To comply with law, law enforcement, or other government requests
• Required by law: If required by federal, state or local law.
• Judicial and administrative proceedings: To respond to a court order, subpoena, or discovery request.
• Law enforcement: For law locate and identify you or disclose information about a victim of a crime.
• Specialized Government Functions: For military or national security concerns, including intelligence, protective services for heads of state, or your security clearance.

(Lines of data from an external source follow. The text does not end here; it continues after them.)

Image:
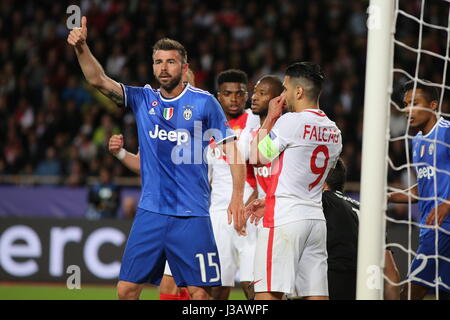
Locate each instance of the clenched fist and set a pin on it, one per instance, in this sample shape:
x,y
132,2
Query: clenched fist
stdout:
x,y
115,144
78,36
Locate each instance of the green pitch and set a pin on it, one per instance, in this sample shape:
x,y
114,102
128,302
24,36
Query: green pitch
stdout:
x,y
56,292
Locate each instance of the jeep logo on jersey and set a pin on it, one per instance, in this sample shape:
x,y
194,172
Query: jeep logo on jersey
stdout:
x,y
168,113
161,134
425,172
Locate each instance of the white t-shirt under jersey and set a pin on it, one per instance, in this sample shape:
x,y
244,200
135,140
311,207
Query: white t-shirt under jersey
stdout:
x,y
219,170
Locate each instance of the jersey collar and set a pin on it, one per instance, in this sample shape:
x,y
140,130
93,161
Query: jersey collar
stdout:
x,y
174,98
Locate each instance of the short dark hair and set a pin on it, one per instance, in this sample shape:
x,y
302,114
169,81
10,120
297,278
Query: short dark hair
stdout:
x,y
310,74
275,83
336,179
430,93
232,75
166,44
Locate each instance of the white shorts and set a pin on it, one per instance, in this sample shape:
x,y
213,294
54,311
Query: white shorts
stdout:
x,y
236,253
292,259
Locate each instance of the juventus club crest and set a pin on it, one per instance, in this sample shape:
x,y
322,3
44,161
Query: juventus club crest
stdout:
x,y
422,151
168,113
431,149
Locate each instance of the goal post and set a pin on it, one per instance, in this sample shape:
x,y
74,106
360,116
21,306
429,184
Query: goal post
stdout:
x,y
378,84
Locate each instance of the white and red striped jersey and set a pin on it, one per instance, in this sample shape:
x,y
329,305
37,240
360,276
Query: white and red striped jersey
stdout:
x,y
219,170
309,145
262,174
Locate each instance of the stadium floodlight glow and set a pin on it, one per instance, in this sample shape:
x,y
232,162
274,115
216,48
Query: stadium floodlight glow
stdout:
x,y
374,149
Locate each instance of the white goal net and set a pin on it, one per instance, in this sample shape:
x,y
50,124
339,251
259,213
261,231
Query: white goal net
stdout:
x,y
420,39
408,43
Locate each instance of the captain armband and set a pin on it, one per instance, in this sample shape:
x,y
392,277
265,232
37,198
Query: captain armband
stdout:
x,y
268,148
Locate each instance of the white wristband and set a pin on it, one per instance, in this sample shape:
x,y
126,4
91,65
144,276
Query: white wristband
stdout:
x,y
121,154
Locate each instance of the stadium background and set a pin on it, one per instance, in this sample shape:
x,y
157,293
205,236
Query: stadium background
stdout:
x,y
54,128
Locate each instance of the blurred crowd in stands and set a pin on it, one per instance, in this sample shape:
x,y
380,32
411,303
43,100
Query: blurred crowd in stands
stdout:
x,y
52,123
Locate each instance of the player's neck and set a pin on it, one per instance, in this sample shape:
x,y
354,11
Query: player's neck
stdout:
x,y
262,119
429,125
175,92
234,116
303,105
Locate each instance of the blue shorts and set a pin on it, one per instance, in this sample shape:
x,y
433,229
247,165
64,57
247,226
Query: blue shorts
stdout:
x,y
423,268
187,243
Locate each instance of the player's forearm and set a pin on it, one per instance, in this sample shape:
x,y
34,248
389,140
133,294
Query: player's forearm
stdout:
x,y
92,69
238,169
406,196
252,197
238,172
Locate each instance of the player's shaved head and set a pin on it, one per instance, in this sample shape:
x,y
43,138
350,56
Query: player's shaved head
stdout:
x,y
430,93
275,84
167,44
309,76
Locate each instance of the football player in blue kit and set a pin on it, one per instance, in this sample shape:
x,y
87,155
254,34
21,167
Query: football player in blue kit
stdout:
x,y
175,125
431,160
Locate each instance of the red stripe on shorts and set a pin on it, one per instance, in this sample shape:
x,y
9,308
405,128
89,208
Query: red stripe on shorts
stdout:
x,y
269,260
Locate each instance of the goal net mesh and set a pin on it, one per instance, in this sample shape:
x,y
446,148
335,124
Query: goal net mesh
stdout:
x,y
421,40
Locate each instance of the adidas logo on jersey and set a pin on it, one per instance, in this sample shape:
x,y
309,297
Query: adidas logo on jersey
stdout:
x,y
425,172
161,134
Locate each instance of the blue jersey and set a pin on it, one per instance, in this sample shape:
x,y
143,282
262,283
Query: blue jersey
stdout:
x,y
173,135
430,152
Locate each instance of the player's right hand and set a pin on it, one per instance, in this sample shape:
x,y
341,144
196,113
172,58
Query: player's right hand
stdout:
x,y
78,36
115,143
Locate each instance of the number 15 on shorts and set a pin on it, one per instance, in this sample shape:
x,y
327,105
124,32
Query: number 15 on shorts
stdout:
x,y
211,264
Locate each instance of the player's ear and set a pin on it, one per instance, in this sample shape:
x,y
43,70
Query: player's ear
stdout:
x,y
434,105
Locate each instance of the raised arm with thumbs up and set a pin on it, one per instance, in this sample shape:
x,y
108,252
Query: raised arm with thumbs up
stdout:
x,y
91,68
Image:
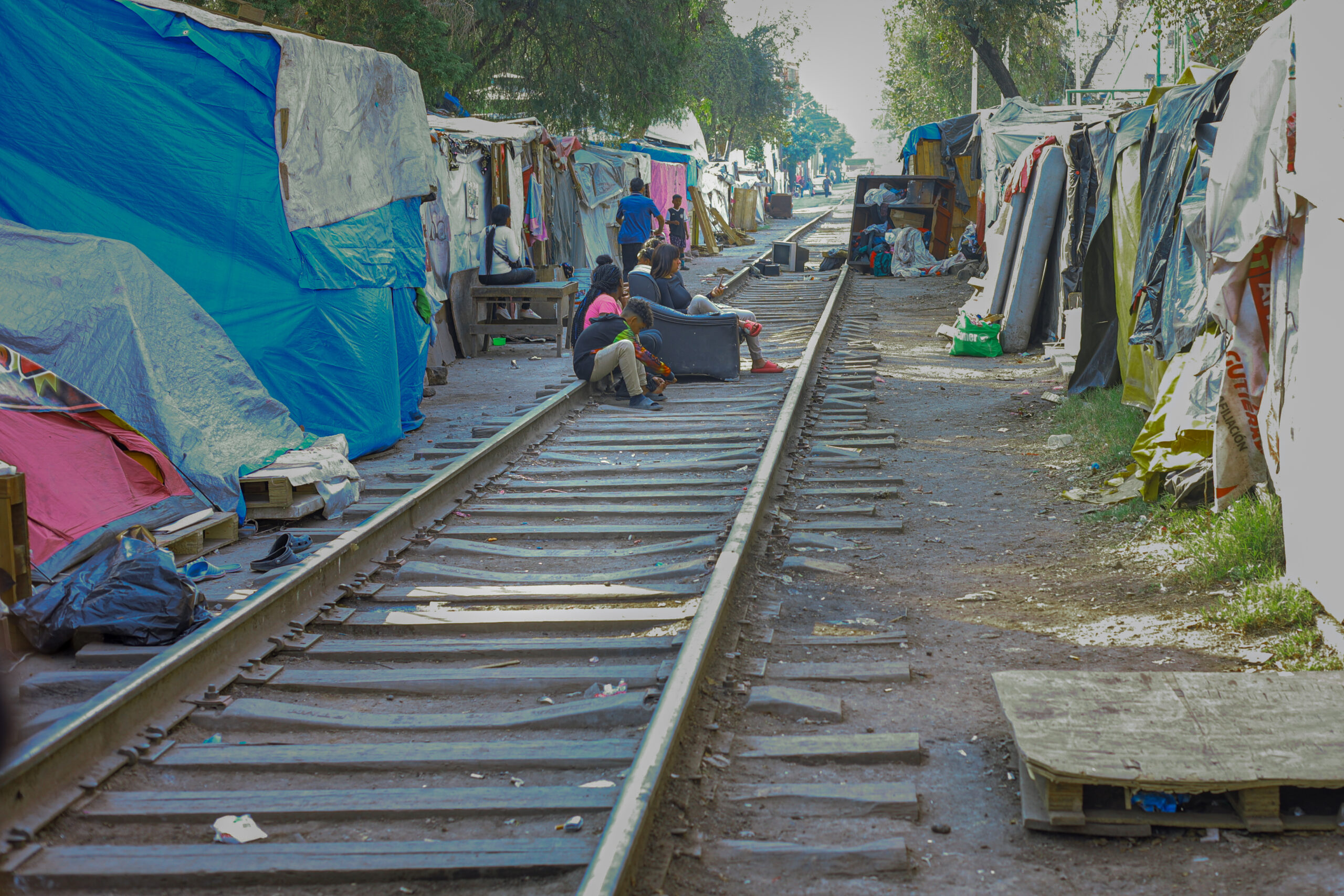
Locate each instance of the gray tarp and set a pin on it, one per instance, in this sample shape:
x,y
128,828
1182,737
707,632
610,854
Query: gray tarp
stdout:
x,y
113,324
1167,170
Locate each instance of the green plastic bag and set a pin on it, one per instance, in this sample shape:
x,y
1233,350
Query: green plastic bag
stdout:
x,y
976,340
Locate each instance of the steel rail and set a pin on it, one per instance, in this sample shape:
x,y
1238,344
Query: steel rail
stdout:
x,y
42,778
56,766
615,863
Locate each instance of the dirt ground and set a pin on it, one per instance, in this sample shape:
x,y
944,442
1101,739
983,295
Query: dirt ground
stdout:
x,y
984,515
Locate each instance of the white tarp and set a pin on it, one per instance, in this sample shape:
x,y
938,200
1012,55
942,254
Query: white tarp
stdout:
x,y
354,124
1273,174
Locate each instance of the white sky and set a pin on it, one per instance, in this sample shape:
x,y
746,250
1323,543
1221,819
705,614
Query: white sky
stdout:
x,y
844,49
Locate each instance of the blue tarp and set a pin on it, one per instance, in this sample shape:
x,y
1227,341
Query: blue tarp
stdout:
x,y
138,124
119,328
922,132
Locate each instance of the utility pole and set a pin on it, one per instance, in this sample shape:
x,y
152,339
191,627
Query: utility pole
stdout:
x,y
975,81
1078,54
1007,56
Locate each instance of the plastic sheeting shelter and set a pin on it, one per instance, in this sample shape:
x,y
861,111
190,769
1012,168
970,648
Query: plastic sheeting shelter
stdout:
x,y
89,475
119,328
1275,195
272,175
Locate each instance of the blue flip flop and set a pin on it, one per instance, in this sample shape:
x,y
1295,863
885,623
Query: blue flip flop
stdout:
x,y
205,570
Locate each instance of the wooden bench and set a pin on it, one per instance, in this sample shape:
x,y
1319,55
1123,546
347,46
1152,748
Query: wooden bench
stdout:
x,y
491,297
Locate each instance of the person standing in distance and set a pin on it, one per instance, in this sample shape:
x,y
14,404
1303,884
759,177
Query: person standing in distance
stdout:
x,y
635,214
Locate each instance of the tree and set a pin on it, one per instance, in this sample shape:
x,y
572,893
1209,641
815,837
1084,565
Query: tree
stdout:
x,y
612,65
1122,7
738,96
815,131
1221,30
928,73
980,22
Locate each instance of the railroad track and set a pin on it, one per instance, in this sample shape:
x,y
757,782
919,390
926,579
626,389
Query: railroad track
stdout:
x,y
506,645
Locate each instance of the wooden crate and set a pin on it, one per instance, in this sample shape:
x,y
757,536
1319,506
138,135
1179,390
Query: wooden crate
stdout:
x,y
267,492
15,570
201,537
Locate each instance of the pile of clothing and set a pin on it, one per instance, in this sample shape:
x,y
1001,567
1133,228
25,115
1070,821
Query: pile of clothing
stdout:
x,y
899,251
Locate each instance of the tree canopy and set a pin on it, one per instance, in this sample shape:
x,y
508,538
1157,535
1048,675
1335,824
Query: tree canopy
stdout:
x,y
928,73
814,131
1220,30
984,25
736,88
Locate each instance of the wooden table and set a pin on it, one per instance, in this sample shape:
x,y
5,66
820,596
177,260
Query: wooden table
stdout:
x,y
491,297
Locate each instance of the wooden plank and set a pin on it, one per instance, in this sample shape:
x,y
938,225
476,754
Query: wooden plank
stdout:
x,y
632,467
1179,731
848,525
616,434
441,573
276,806
375,649
695,462
816,566
841,510
635,481
68,686
548,620
853,749
642,495
586,531
838,641
780,859
275,864
503,755
457,546
250,714
830,801
793,703
580,508
859,672
822,434
866,480
850,492
819,541
460,680
534,593
1258,809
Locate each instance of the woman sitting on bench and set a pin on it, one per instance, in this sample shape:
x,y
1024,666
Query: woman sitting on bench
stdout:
x,y
502,261
666,275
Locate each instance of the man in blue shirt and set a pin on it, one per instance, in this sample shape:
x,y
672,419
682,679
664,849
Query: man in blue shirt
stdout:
x,y
635,214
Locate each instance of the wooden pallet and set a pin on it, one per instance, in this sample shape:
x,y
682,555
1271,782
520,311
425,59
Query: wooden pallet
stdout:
x,y
201,537
1234,743
15,571
273,498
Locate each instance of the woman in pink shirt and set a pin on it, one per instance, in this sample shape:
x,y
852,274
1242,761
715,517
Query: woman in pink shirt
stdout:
x,y
605,296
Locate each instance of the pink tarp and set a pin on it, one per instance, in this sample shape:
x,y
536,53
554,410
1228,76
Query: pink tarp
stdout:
x,y
666,181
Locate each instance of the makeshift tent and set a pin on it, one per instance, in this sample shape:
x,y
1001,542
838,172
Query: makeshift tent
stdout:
x,y
275,176
118,327
1273,229
89,475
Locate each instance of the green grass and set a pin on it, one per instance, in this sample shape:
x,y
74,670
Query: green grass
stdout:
x,y
1244,543
1265,606
1304,650
1102,428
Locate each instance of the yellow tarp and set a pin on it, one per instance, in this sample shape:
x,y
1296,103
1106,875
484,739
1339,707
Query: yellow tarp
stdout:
x,y
1179,431
1139,367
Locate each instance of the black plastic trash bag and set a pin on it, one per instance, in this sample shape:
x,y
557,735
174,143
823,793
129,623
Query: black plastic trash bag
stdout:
x,y
130,593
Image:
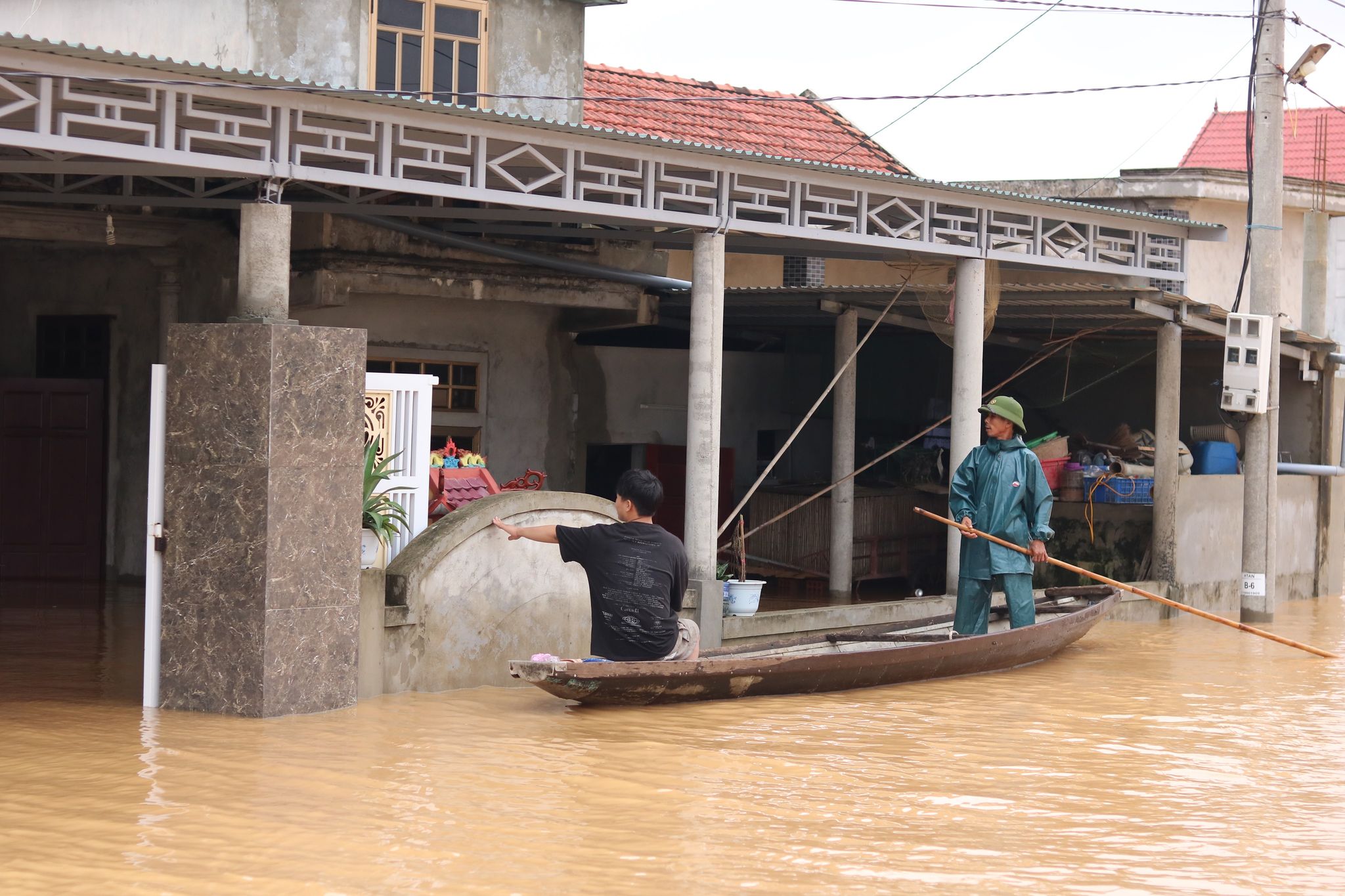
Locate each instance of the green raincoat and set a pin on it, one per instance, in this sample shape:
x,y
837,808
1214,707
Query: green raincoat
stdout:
x,y
1002,489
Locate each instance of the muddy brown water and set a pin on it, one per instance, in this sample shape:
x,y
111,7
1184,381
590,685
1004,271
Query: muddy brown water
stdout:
x,y
1149,758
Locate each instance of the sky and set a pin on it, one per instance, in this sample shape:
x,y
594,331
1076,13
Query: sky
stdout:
x,y
850,47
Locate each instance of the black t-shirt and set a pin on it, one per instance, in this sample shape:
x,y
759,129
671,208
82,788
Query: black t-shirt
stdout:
x,y
636,576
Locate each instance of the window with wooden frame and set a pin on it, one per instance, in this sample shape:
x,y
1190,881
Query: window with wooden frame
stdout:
x,y
459,385
431,47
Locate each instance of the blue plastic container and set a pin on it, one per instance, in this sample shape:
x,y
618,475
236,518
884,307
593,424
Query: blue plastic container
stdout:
x,y
1214,458
1118,489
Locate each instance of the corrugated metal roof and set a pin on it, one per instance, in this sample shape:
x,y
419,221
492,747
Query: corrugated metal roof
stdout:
x,y
255,79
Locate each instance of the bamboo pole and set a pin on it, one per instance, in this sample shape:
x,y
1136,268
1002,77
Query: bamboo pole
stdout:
x,y
1241,626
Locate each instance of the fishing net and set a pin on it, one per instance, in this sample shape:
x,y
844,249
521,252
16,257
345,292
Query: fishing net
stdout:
x,y
939,307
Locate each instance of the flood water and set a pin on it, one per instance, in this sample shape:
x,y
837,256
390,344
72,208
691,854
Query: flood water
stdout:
x,y
1151,758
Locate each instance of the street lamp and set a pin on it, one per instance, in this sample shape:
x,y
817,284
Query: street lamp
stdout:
x,y
1306,64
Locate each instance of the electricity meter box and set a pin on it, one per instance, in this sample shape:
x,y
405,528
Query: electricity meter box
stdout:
x,y
1247,356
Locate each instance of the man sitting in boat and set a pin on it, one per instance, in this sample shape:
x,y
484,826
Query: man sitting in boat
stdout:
x,y
636,572
1000,489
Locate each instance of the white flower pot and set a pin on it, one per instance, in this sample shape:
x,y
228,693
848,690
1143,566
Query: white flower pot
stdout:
x,y
741,598
373,554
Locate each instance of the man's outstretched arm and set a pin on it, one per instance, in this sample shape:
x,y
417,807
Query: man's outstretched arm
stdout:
x,y
544,534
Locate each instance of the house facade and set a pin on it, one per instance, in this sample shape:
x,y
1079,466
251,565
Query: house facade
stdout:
x,y
563,277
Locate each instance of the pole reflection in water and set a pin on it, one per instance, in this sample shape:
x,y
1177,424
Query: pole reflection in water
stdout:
x,y
1151,758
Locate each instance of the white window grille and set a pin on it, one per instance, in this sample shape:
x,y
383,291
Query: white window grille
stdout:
x,y
1169,285
397,412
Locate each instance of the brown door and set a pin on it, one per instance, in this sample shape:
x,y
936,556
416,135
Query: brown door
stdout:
x,y
51,479
669,464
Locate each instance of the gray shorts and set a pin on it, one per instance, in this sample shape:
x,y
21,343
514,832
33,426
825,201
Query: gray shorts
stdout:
x,y
688,641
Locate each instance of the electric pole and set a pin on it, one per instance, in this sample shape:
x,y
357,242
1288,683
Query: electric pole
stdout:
x,y
1261,496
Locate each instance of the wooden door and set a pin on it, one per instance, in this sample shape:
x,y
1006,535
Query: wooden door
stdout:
x,y
51,479
669,464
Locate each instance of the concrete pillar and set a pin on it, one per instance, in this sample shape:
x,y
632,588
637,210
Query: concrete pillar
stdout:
x,y
705,383
264,264
843,461
1261,438
1315,253
170,296
1166,435
263,495
969,332
1331,489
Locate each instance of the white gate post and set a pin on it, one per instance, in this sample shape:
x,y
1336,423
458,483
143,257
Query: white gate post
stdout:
x,y
408,437
154,531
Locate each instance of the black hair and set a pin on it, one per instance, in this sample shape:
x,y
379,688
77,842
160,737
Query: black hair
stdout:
x,y
642,489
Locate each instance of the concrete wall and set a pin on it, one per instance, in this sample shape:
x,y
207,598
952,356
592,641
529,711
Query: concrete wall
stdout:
x,y
1297,554
121,282
1210,540
1210,543
646,400
475,601
1214,268
537,47
323,41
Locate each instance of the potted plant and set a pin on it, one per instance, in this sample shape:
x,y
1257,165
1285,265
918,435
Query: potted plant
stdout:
x,y
382,516
741,595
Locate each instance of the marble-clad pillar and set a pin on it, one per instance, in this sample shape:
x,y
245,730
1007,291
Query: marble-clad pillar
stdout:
x,y
263,505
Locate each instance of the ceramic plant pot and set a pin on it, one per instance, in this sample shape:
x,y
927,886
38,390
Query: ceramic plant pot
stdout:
x,y
741,598
373,553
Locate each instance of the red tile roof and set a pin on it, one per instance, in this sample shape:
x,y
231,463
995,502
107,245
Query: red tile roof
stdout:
x,y
1223,142
808,131
451,488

• National security and intelligence activities: For intelligence, counterintelligence, protection of the President, other authorized persons or foreign heads of state, for purpose of determining your own security clearance and other national security activities authorized by law.
• Workers' Compensation: To comply with workers' compensation laws or support claims.
To comply with other requests
• Coroners and Funeral Directors: To perform their legally authorized duties.
• Organ Donation: For organ donation or transplantation.
• Research: For research that has been approved by an institutional review board.
• Inmates: The Practice created or received your PHI in the course of providing care.
• Business Associates: To organizations that perform functions, activities or services on our behalf.
3. Uses and Disclosures of PHI That May Be Made With Your Authorization or Opportunity to Object
Unless you object, the Practice may disclose PHI:
To your family, friends, or others if PHI directly relates to that person's involvement in your care.
If it is in your best interest because you are unable to state your preference.
4. Uses and Disclosures of PHI Based Upon Your Written Authorization
The Practice must obtain your written authorization to use and/or disclose PHI for the following purposes:
Marketing, sale of PHI, and psychotherapy notes.
You may revoke your authorization, at any time, by contacting the Practice in writing, using the information above. The Practice will not use or share PHI other than as described in Notice unless you give your permission in writing.